What’s behind this emphasis on family values? The top priority for all generations is family, according to Amy Glass, a senior facilitator at Brody Professional Development, a company that provides professional research, training, and coaching. “Everyone has this idea: family first,” Glass said. “Millennials say, ‘I need to leave at three or four today to get to my son or daughter’s soccer game or recital.’ Older generations will work longer and stay later, fly out on Sundays. It was like, ‘As the breadwinner, my blood, and sweat, and tears, and commitment to my work—I’m doing that for my family.'” So millennials may express their commitment to family differently, but rank it just as highly.

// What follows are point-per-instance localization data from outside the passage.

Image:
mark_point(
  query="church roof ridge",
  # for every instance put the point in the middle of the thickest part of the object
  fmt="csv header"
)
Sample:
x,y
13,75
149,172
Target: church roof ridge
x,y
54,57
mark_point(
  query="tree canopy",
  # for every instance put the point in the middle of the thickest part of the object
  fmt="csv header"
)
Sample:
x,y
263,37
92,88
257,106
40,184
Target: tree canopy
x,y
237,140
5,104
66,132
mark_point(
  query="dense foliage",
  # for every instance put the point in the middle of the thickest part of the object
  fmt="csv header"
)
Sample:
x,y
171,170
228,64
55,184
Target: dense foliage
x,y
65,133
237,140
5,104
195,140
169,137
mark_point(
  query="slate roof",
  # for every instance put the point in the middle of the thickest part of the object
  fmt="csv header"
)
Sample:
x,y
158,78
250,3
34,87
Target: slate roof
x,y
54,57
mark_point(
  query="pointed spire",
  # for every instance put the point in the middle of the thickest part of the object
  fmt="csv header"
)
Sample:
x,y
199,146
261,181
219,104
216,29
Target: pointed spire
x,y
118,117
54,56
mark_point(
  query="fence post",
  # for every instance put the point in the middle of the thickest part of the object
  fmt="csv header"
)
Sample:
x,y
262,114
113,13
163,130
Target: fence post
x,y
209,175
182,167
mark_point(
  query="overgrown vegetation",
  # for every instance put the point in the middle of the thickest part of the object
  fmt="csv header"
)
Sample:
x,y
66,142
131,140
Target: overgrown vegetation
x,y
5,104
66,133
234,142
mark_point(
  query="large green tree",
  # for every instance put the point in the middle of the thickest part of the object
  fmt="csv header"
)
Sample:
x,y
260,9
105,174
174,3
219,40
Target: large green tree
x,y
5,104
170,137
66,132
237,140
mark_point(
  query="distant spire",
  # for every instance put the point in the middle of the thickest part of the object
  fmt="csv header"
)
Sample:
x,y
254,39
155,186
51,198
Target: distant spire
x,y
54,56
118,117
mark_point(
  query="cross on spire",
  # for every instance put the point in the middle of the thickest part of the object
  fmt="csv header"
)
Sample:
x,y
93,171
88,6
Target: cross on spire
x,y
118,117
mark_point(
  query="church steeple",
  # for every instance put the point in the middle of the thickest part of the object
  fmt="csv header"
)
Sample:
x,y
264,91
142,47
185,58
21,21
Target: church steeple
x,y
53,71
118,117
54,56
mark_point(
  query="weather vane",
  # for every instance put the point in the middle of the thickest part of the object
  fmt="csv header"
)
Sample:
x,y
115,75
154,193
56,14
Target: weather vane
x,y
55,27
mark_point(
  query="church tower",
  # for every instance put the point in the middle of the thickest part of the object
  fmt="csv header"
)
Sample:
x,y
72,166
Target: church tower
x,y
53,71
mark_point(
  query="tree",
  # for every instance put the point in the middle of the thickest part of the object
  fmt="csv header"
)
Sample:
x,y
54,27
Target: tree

In fact, a 2011 Pew Research Center study found that when it comes to building a family, millennials prize being a good parent over having a successful marriage: “Fifty-two percent of millennials say being a good parent is ‘one of the most important things in life.’” Only 30 percent said the same about a successful marriage. This emphasis on parenthood over marriage has been increasing; the study noted that in 1997, “Forty-two percent of the members of what is known as Generation X said being a good parent was one of the most important things in life, while 35 percent said the same about having a successful marriage.”
And while millennials may be privileging parenting over marriage, shared parenting responsibilities which paid leave helps support is also seen as the best way to ensure a successful marriage. The Pew study also noted that when “asked what kind of marriage leads to the more satisfying way of life,” 72 percent of millennials chose “the modern egalitarian model (in which the husband and wife both have jobs and both take care of the household and children).”

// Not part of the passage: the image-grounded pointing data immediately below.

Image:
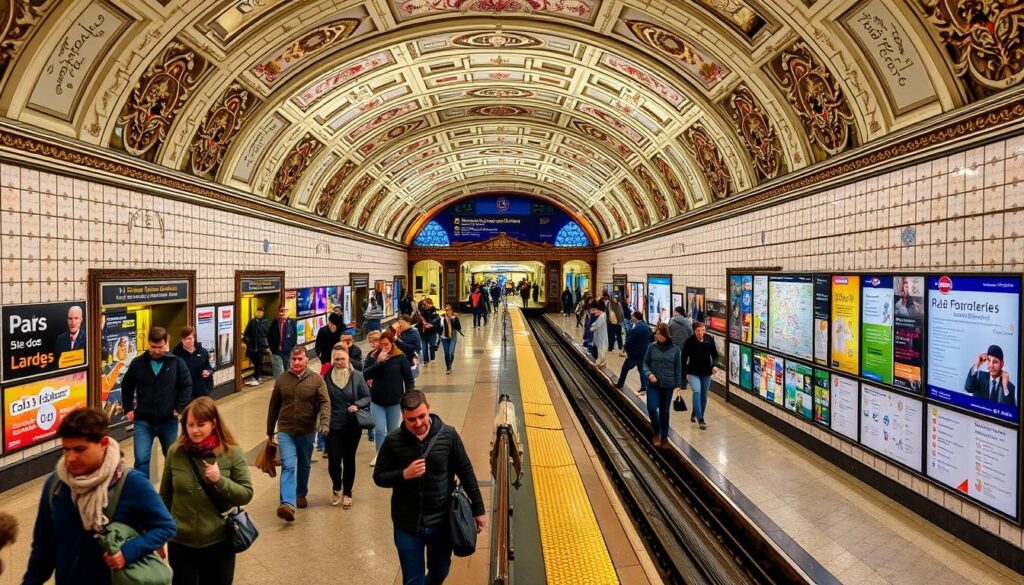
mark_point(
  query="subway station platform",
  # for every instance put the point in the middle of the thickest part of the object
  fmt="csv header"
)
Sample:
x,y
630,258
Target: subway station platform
x,y
569,526
829,524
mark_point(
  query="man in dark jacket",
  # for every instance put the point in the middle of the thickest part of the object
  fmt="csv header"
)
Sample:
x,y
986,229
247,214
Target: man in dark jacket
x,y
282,337
420,461
637,341
256,344
154,392
61,545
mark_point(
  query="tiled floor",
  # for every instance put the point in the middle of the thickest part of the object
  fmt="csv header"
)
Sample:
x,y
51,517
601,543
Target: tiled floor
x,y
328,545
855,533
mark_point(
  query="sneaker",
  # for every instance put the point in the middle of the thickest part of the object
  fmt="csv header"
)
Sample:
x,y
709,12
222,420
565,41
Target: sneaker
x,y
286,512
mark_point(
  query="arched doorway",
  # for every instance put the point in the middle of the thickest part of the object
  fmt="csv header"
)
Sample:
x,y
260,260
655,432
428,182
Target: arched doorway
x,y
427,281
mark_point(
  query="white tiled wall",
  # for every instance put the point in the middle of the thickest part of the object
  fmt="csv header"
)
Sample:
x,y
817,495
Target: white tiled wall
x,y
53,228
967,210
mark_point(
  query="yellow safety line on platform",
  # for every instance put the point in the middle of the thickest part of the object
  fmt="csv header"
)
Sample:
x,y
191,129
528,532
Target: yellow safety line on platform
x,y
574,551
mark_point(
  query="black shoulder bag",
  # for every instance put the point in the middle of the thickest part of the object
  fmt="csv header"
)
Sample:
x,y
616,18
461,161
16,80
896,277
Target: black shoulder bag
x,y
240,527
461,520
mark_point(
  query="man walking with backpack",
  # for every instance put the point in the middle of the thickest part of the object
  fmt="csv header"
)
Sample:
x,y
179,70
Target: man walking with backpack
x,y
420,462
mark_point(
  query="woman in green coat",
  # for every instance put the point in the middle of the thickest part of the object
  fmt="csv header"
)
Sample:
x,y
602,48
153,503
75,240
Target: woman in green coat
x,y
202,552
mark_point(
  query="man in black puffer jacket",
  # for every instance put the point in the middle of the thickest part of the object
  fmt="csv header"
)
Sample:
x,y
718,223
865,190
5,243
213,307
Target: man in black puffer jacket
x,y
421,501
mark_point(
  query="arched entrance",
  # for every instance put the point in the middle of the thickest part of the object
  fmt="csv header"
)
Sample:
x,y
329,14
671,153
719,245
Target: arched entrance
x,y
427,281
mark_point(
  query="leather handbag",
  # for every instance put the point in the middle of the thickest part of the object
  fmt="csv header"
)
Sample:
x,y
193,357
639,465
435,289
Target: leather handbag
x,y
241,529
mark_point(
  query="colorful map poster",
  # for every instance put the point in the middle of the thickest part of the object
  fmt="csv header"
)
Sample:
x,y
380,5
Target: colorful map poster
x,y
891,424
846,324
821,398
908,332
975,457
974,343
792,316
760,310
877,337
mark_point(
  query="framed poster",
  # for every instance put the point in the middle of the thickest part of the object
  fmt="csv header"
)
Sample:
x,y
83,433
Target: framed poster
x,y
225,335
974,343
846,324
42,339
658,298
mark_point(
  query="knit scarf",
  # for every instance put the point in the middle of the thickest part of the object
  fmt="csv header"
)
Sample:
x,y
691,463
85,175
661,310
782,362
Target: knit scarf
x,y
90,493
202,449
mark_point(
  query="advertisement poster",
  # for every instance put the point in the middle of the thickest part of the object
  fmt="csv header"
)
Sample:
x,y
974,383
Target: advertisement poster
x,y
908,332
304,302
877,336
791,316
733,363
120,347
822,303
658,299
821,398
34,410
846,324
320,299
206,331
973,343
890,424
745,302
717,318
800,389
42,339
745,368
695,307
975,457
845,407
735,291
760,310
225,334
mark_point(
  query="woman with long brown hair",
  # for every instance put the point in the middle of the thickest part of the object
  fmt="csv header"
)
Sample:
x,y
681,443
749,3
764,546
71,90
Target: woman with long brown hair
x,y
205,453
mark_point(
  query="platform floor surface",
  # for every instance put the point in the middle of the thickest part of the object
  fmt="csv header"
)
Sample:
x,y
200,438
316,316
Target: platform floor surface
x,y
855,533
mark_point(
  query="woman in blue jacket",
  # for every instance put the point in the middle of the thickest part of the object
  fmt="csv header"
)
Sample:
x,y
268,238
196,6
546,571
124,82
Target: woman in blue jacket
x,y
663,366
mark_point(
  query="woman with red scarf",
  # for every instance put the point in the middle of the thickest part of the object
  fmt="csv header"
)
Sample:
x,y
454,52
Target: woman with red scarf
x,y
205,453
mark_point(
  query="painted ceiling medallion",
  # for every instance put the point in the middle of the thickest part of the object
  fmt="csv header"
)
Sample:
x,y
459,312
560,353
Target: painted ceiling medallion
x,y
675,187
496,40
817,97
327,196
637,200
984,38
295,164
660,205
757,132
314,41
500,92
710,161
158,97
219,128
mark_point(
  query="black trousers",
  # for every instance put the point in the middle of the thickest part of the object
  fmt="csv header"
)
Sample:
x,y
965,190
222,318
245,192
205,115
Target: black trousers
x,y
341,446
212,565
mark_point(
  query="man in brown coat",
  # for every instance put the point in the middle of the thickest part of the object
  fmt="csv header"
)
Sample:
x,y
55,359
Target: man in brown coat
x,y
299,397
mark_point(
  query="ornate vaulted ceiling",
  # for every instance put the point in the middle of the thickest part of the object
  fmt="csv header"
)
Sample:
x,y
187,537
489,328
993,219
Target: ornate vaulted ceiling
x,y
372,113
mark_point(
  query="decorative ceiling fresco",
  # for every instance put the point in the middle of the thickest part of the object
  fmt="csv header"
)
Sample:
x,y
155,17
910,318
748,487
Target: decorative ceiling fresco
x,y
370,113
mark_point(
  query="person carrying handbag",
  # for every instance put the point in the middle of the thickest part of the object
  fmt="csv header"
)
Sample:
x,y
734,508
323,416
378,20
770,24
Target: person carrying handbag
x,y
349,394
205,473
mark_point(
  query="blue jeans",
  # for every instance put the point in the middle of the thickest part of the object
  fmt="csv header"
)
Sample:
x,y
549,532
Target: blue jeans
x,y
437,540
659,409
145,431
296,451
628,365
449,345
700,386
387,419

For all generations, however, that egalitarian ideal is still a long way off—particularly when it comes to paid leave. The Ernst & Young study found that close to 70 percent of women in the U.S. workforce agreed with the statement, “I feel empowered to take all of the parental leave available to me,” while only 60 percent of men agreed. More strikingly, the study found, “On average, women took 4.5 weeks of paid parental leave while men took 2.3.” Jennifer Deal, a senior researcher at the Center for Creative Leadership and author of Retiring the Generation Gap: How Employees Young and Old Can Find Common Ground, came across this phenomenon in her research: “I heard men saying that even if they get the leave, they can’t take it because of social pressure. … For men, making the choice of prioritizing family over work affects people’s perception of their dedication.”

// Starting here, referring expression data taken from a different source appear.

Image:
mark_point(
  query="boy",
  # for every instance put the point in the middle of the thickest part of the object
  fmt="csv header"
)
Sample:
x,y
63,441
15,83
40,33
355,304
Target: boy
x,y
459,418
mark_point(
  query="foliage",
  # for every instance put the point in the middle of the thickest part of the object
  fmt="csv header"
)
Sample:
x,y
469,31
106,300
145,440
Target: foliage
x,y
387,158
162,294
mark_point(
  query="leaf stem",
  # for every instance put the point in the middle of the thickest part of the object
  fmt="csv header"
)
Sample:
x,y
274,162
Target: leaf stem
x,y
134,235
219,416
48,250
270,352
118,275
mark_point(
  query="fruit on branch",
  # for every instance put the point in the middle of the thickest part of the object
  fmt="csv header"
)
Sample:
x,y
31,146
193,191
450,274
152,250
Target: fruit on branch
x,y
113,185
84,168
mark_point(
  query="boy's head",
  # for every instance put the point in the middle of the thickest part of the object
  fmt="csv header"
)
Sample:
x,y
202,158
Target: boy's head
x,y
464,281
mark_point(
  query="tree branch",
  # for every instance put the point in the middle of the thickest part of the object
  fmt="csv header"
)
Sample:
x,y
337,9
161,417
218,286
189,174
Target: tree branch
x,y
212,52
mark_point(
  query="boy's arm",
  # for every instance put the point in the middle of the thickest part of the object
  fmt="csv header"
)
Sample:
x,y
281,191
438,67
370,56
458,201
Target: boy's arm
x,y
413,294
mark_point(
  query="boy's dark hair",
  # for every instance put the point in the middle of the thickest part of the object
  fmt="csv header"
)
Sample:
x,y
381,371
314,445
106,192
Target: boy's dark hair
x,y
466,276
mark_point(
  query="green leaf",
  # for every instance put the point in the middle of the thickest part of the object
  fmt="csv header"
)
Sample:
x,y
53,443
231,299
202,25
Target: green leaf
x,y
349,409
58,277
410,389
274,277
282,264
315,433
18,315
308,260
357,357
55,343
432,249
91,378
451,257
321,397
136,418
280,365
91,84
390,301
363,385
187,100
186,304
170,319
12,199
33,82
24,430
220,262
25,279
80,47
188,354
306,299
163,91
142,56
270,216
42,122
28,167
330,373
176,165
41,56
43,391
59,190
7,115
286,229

The upside, though, is that in advocating for more generous paid leave policies, and in taking advantage of those policies, millennials may be the first generation to have a real shot at combatting the negative implications of taking paid parental leave. In the Ernst & Young study, women were 71 percent and men were 61 percent more likely to agree with the stance “we need both women and men to take paid parental leave in order to combat the stigma associated with taking leave in society.” Indeed, Scott Behson, professor of management at Silberman College of Business, and author of the upcoming The Working Dad’s Survival Guide, said, “If you have the security to [take paid parental leave],” Behson continued, “I think you should do it. That will make it better for everyone else going forward.”